3 – Linear Behavioral Models in the Frequency Domain




3 Linear Behavioral Models in the Frequency Domain S-parameters*




3.1 Introduction


This chapter presents a concise treatment of S-parameters, meant primarily as an introduction to the more general formalism of large-signal approaches of the next chapter. The concepts of time invariance and spectral maps are introduced at this stage to enable an easier generalization in the ensuing chapter. The interpretations of S-parameters as calibrated measurements, intrinsic properties of the device-under-test (DUT), intellectual property (IP)-secure component behavioral models, and composition rules for linear system design are presented. The cascade of two linear S-parameter components is considered as an example to be generalized to the nonlinear case later. The calculation of S-parameters for a transistor from a simple nonlinear device model is used as an example to introduce the concepts of (static) operating point and small-signal conditions, both of which must be generalized for the large-signal treatment.



3.2 S-parameters


Since the 1950s, S-parameters, or scattering parameters, have been among the most important of all the foundations of microwave theory and techniques.
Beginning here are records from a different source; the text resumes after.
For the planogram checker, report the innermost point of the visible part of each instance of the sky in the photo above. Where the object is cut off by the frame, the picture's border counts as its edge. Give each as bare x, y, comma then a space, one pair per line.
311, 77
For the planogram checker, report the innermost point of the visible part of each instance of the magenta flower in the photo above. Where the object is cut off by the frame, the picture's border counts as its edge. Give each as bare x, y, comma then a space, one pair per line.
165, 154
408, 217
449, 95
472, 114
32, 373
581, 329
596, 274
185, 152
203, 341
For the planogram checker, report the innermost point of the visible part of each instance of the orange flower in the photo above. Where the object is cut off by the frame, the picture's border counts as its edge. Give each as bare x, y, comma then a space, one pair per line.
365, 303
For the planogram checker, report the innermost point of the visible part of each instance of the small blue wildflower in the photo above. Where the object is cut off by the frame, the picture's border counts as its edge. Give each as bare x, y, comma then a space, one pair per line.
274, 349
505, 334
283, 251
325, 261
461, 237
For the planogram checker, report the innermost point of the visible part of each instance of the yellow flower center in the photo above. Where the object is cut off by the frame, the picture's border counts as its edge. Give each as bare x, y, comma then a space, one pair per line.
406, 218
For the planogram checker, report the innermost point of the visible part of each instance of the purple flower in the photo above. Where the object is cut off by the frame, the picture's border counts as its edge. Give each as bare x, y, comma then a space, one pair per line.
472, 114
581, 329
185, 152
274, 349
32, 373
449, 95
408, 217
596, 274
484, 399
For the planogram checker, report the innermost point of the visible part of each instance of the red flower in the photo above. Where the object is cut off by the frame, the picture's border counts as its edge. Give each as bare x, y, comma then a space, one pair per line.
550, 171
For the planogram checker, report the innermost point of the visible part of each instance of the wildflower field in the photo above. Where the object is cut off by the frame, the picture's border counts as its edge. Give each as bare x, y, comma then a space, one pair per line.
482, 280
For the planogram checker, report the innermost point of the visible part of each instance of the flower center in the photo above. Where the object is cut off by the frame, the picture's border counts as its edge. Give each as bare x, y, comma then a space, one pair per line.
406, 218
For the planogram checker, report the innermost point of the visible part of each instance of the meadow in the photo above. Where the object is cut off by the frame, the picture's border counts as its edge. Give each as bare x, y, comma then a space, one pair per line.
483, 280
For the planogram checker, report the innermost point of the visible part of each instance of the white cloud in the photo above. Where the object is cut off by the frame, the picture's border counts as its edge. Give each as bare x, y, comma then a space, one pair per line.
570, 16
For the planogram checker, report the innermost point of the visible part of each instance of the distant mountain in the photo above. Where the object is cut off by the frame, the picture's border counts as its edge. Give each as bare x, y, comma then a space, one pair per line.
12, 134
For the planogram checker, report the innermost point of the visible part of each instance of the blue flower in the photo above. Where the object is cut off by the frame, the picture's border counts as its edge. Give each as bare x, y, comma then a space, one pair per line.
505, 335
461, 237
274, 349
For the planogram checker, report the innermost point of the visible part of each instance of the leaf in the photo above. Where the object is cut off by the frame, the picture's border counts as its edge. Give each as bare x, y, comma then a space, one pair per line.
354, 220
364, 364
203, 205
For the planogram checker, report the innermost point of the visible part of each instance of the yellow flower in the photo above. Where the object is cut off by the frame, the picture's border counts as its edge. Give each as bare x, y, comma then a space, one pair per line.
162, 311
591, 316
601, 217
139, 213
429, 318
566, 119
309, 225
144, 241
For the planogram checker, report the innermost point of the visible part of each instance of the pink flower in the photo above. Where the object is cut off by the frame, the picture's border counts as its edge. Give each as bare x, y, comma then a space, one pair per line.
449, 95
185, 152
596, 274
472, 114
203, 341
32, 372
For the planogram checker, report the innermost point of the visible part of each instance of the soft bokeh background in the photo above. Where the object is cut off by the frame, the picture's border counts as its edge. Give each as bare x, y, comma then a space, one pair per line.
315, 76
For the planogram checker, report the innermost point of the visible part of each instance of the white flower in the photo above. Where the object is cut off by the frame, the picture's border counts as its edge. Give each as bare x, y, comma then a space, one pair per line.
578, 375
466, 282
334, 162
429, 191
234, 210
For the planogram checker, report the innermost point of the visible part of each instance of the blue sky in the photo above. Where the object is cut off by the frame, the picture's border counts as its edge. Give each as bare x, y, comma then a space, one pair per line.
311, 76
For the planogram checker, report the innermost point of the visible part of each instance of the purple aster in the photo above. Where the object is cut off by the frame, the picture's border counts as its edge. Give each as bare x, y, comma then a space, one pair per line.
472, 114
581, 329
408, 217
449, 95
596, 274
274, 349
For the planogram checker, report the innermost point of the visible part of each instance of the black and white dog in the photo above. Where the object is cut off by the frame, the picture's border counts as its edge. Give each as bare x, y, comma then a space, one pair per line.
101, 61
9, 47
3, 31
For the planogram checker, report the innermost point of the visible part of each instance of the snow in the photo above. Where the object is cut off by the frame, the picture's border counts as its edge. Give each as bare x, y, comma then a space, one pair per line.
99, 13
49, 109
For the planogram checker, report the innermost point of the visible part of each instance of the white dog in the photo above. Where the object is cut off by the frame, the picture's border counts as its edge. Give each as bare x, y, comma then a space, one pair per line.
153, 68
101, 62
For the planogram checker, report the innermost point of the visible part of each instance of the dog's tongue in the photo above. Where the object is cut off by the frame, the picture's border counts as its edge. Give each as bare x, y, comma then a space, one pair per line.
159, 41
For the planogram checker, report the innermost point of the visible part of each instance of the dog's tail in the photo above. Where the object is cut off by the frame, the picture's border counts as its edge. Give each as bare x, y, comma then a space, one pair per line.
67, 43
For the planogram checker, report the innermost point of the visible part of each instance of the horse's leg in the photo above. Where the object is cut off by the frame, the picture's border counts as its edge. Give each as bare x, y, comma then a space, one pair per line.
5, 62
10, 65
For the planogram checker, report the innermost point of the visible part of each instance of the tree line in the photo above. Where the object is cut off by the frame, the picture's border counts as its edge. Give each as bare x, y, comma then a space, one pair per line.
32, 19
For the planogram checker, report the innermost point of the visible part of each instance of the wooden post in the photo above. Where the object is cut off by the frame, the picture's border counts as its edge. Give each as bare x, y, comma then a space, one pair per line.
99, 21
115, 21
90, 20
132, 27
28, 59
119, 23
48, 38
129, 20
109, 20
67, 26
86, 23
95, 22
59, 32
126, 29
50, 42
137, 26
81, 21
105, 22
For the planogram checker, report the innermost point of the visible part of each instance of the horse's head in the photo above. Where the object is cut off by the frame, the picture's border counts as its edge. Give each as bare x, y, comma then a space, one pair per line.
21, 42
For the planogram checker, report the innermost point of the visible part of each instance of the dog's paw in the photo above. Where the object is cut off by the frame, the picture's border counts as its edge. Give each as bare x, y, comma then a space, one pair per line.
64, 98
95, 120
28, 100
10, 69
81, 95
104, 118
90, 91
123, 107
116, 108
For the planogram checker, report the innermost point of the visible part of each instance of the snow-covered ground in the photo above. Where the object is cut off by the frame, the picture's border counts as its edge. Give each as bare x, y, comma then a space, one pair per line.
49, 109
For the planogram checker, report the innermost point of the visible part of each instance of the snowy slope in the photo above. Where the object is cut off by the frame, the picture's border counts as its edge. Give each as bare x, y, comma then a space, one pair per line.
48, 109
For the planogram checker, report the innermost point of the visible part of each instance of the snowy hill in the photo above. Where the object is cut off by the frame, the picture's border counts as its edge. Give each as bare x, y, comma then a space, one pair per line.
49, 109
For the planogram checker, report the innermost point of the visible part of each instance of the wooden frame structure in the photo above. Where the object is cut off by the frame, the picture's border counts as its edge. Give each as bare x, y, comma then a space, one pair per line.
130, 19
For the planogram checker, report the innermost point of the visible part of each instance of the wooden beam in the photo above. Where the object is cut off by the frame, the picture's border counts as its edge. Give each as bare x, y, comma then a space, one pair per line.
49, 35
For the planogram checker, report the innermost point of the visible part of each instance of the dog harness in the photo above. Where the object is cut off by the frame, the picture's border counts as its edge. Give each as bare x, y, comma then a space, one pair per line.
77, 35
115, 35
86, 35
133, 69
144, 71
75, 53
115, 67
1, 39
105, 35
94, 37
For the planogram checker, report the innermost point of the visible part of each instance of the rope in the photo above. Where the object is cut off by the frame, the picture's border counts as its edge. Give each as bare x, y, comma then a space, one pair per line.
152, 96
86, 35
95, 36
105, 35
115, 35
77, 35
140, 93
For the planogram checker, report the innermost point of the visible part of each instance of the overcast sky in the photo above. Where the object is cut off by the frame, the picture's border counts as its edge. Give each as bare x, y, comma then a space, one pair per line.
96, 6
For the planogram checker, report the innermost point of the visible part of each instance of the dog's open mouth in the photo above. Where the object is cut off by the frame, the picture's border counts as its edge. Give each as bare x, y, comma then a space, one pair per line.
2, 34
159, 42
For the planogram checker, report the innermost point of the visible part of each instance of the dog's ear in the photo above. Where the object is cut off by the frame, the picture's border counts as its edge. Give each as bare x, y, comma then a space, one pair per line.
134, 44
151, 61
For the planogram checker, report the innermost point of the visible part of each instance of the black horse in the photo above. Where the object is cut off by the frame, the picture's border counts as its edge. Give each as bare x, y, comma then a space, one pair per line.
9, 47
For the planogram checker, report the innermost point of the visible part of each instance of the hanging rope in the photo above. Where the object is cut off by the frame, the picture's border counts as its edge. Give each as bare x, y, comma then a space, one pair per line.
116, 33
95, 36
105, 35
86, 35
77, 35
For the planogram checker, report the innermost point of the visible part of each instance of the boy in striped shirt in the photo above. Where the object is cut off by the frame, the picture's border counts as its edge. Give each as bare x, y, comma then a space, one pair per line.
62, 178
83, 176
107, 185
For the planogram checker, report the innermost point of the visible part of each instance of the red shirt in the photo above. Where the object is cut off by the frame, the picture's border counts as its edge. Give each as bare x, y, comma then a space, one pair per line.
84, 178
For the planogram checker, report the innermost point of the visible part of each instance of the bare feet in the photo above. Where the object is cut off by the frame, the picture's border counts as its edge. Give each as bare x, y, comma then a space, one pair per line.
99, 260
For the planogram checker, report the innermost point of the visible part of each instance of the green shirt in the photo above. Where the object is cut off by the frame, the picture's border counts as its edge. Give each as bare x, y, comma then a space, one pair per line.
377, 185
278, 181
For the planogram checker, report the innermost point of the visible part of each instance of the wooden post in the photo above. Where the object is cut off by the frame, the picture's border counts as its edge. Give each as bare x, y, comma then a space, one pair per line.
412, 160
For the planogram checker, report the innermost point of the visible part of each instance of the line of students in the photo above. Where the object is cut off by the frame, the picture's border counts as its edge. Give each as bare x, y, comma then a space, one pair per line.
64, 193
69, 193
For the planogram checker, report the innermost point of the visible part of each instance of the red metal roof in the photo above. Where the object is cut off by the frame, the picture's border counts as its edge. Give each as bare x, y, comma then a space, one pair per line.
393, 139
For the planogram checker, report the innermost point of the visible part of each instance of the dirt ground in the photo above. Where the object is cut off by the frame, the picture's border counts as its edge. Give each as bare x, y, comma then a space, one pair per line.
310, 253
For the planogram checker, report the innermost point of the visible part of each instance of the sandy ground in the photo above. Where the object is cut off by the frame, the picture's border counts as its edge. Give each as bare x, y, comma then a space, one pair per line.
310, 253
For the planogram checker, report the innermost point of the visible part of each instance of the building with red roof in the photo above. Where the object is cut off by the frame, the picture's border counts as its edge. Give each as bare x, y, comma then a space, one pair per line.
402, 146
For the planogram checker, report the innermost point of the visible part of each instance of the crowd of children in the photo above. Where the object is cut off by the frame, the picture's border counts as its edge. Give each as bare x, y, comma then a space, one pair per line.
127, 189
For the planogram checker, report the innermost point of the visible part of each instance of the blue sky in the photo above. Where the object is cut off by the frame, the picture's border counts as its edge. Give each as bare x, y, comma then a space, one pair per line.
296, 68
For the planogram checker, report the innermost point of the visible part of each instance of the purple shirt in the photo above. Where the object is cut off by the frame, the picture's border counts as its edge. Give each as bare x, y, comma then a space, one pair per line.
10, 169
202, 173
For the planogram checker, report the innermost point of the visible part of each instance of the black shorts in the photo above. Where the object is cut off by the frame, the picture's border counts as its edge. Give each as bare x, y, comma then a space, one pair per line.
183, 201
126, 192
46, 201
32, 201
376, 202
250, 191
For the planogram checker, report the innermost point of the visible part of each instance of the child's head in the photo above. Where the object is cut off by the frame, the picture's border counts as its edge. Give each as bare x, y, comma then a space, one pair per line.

S-parameters are easy to measure at high frequencies with a vector network analyzer (VNA). Well-calibrated S-parameter measurements represent properties of the DUT, independent of the VNA system used to characterize it. Calibration procedures [2] remove systematic measurement errors and enable a separation of the overall values into numbers attributable to the device, independent of the measurement system used to characterize it. In this context, we call such properties intrinsic.1 These DUT properties (gain, loss, reflection coefficient, etc.) are familiar, intuitive, and important [3]. Another key property of S-parameters is that the S-parameters of a composite system are completely determined from knowledge of the S-parameters of the constituent components and their connectivity. S-parameters provide the complete specification of how a linear component responds to an arbitrary signal. Therefore, simulations of linear systems that are designed by cascading S-parameter blocks are predictable with certainty. S-parameters define a complete behavioral description of the linear component at the external terminals, independent of the detailed physics or specifics of the realization of the component. S-parameters can be shared between component vendors and system integrators freely, without the possibility that the component implementation can be reverse engineered, protecting IP and promoting sharing and reuse. Indeed, one may ask the question, “are S-parameters measurements, or do they constitute a model?” The answer is really “both.” They are numbers that can be measured accurately at RF and microwave frequencies, and these numbers are the coefficients of a behavioral model that expresses the scattered waves as linear contributions of the incident waves.


S-parameters need not come only from measurements. They can be calculated from physics by solving Maxwell’s equations, by linearizing the semiconductor equations, or computed from matrix analysis of linear equivalent circuits. In this way, the many benefits of S-parameters can be realized starting from a more detailed representation of the component from first principles or from a complicated linear circuit model.


Graphical methods based around the Smith Chart were invented to visualize and interpret S-parameters and graphical design methodologies soon followed for circuit design [3], [4]. These days, electronic design automation (EDA) tools provide simulation components – S-parameter blocks – and design capabilities using the familiar S-parameter analysis mode.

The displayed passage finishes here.